Climate variability involves strong interactions among these
climate systems, and certain phenomena, such as El Niño, arise from
the interaction that could not exist in the individual systems alone. The
Climate
Systems Interactions (CSI) group, led by Prof. J. David Neelin, develops
theory and modeling aimed at understanding these interactions. In studying
these interactions, our group specializes in the application of hierarchical
climate modeling: building a hierarchy of models of successively less complexity,
until the phenomenon has been distilled down to it's essential elements.
The more complex models aim to simulate the phenomena, while the simpler
models allow theoretical understanding. Many climate research groups make
some use of hierarchical modeling; a particular concern of this group is
to practice it systematically and attempt to make the derivation of the simpler
and intermediate complexity members of the hierarchy as clean as possible.

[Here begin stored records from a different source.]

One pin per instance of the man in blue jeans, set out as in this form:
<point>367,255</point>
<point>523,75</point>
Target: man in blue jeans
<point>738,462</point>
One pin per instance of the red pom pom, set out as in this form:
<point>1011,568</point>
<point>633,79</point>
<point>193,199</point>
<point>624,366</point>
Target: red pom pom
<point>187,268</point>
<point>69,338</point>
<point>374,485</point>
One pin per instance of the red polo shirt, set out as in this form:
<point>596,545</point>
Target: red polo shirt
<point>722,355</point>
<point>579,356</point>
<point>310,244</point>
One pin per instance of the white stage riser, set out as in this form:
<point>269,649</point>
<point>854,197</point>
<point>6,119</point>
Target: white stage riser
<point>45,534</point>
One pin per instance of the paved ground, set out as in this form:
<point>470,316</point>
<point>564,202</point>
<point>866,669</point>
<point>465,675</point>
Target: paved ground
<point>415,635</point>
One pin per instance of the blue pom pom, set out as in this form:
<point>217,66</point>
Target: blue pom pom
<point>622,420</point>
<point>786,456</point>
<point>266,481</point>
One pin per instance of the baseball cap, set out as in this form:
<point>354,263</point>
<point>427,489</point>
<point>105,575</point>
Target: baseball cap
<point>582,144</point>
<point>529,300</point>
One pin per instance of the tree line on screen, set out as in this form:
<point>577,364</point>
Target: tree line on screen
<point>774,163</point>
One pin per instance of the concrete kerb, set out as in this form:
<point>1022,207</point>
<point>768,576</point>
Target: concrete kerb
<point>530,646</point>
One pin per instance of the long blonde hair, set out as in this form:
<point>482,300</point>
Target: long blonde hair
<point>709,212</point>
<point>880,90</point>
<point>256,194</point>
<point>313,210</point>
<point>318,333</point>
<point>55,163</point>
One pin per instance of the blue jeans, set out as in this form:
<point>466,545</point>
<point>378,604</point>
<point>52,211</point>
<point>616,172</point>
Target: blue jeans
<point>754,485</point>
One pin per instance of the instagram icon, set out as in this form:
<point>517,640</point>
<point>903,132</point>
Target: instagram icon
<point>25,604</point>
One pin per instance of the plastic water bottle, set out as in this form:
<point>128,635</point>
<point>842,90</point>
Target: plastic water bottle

The Theoretical Climate Dynamics (TCD)
group, led by Prof. Michael Ghil, studies climate dynamics on all time scales -- from intraseasonal,
through interannual and interdecadal, to millenial -- using the methods
of dynamical systems theory. They apply these methods to observations,
numerical models, and experiments concerning the climate system -- the
atmosphere, ocean, bio- and cryosphere -- through collaboration with researchers
in North America and on other continents.
The main goal of the
Biogeochemistry
Research Group, led by
Prof. N. Gruber,
is to gain a better understanding of the interactions between physical, chemical,
and biological processes that control the distributions of these climatically
improtant elemants and how they change through time. To reach this
goal they use a broad palatte of chemically and physically based methods,
which range from model simulations, the imterpretation of numerous observational
data to the application of very precise and accurate methods to measure
constituent and isotope concentrations.
Richard P. Turco
is a founding director of the UCLA Institute of the Environment, and performs
a variety of research including air quality assessment, cloud microphysics
and aerosol research, remote sensing, and chemical modelling.